Our first glimpse of Silver City looked like a field of stars in the valley below us, a welcome sight after the winding mountain roads through Gila Forest with only our headlights and the occasional, distant lightning for illumination. The rainy drive had been a little stressful but uneventful, except for the beautiful fox who ran into the road which we barely missed. We drove through town and found the Walmart, our new home away from home, and the parking lot was not very bright but filled with many RVs, both good signs.
On Tuesday morning we got to see Silver City in daylight, and drove to the historic downtown. Fun fact: the downtown is centered around Bullard street, not Main Street, because last century in the town’s frontier boomtown days, mining and ranching created enough erosion that when the summer rains came flash floods washed Main Street away. Now “The Big Ditch” runs behind (and below) the shops and galleries on Bullard and serves as a park. This is the kind of quirky, old west mountain town vibe Silver City gives off. Unfortunately it was cold and raining so we didn’t get to experience much.
After a coffee shop planning session, where we noticed the small town Cheers, everybody knows your name cast of regulars come through, we got set up at the local KOA. It was our first time going to one and it was nice enough, a campsite with WiFi and hot showers for twenty bucks is definitely worth it some times. Then we were off to The City of Rocks, a huge outcropping of volcanic stones. We watched the edutainment VHS circa 1991 at the visitors’ center and the rain picked up. We decided to stay dry and just take the perimeter road around the place. Kate jumped out for a photo op and startled something, maybe a bobcat, trying to stay dry like we were.
Back in town we decided we’d had enough adventure and did a pizza and a movie date. It is funny how simple luxuries can feel so decadent, and eating Dominoes in the car while streaming District 9 on a phone felt like the high life. We bundled up and spent our coldest night yet in the tent, listening to the rain turn to sleet. I woke up in the middle of the night wondering why the tent’s sides looked like they were sagging inwards, and figured out it was because they were doing just that under the weight of snow. I periodically shook the snow off, though the weight and the wind pulled a stake out and the side that was our headboard kept bulging in.
When the sun came up and we braved the cold world outside I expected we’d been through a small blizzard, but there was maybe half an inch of snow on the ground. That was enough to stop us from going to the Gila Cliff Dwellings as planned though, so we found another wonderful coffee shop and made friends with some fellow travelers from Texas. I took a picture of the bathroom decked out in eastern wisdom in homage to Jesse’s Banos Around the World.

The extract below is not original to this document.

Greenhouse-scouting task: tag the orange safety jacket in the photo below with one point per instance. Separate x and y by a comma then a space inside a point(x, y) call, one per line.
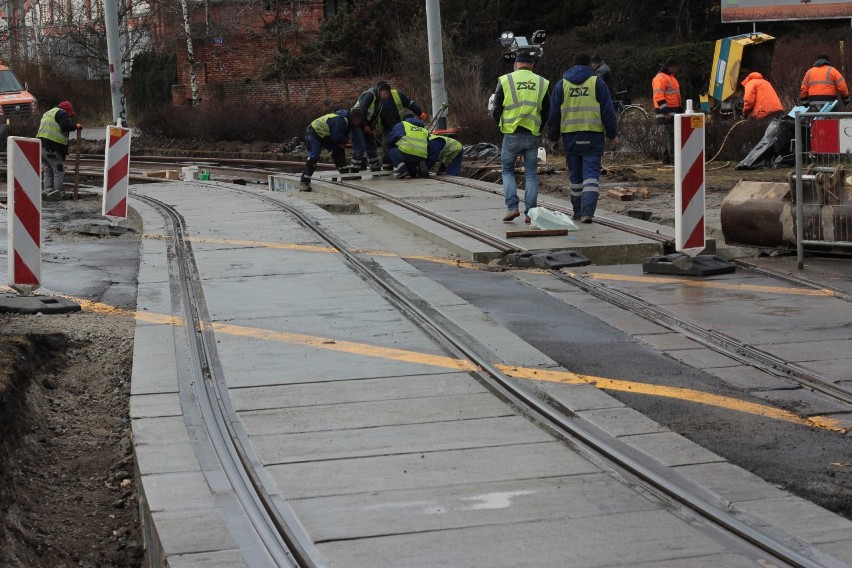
point(760, 98)
point(666, 94)
point(824, 84)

Even though the weather kept us from getting the full experience we really liked Silver City, a town with a lot of charm and character, and one that still felt like a place people actually live in. With a population barely twice its elevation, it is also a gateway town for the Continental Divide Trail. I daydreamed about attempting another thru hike, or maybe opening a hiker hostel, but not today. I turned to Kate and asked “how often do you get to say “It’s cold here, let’s just go to Tucson’?” And off we went. What a life.